Round-the-clock scanning would occur, and ZyLAB's software was used to set up search mechanisms to identity words, even in languages where nouns change spelling based on how they're used in a sentence.\
"In Rwanda, we had a lot of audio," Cesare says. "We might have 5,000 to 10,000 victims in one day in one place."
While the wheels of justice have ground slowly, the amassed records and evidence has been used in trials that have led to many convictions of individuals held responsible for war crimes, with cases carried out in the international court in The Hague, Holland, the de facto judicial seat for the U.N.
YouTube and data archives
And when it comes to new technologies, the International Criminal Tribunal for the Former Yugoslavia just this month started using social media networks YouTube and Twitter to make its work more transparent to the public. On YouTube, it's now possible to see guilty pleas, witness testimonies and short documentaries.
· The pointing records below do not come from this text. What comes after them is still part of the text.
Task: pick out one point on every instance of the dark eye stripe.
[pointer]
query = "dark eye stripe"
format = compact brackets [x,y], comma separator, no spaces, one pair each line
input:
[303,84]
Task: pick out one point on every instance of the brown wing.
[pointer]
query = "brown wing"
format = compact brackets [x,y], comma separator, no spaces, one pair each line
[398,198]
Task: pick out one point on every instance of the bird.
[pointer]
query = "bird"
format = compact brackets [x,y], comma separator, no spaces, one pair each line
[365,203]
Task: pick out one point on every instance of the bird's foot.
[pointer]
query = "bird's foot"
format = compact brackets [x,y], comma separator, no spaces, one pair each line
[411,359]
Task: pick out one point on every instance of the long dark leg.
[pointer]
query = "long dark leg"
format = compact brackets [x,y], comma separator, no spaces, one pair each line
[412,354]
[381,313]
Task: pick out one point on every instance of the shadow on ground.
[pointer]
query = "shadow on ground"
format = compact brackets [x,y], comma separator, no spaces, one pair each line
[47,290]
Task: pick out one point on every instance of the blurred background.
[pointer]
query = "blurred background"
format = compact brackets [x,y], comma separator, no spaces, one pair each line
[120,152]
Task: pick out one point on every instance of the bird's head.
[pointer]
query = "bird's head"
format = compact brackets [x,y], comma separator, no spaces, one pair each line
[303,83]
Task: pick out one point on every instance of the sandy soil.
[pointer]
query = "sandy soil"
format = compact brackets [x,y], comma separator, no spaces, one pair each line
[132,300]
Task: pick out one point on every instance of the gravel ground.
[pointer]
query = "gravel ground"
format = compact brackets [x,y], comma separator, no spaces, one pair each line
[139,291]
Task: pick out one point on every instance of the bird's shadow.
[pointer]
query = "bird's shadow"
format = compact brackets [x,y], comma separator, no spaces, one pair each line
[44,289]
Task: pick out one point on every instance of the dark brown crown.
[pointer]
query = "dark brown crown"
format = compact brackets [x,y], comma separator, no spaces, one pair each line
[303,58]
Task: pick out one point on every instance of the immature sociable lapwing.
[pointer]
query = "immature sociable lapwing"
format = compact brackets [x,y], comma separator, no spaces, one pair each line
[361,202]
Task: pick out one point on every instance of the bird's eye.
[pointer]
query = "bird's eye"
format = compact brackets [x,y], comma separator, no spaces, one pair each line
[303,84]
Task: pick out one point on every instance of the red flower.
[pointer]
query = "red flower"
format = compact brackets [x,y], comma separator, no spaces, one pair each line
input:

De Cesare says the goal is to wrap up the work of the tribunals and the trials within two years, establishing a "legacy institution," probably in Holland, for non-confidential data, and make the material available online as well.
De Cesare says the tribunals "have fulfilled their mandate," especially in their work to refute "nationalistic claims of some people that there's wasn't genocide."
According to ZyLAB's chief strategy officer Johannes Scholtes, the goal of the ZYLAB software is to make all manner of digital media, including audio and video, searchable just as text is. One advancement the company continues to work on to perfect is what's called a "phoneme search" in which a digitized sound can be used to search in sound recordings.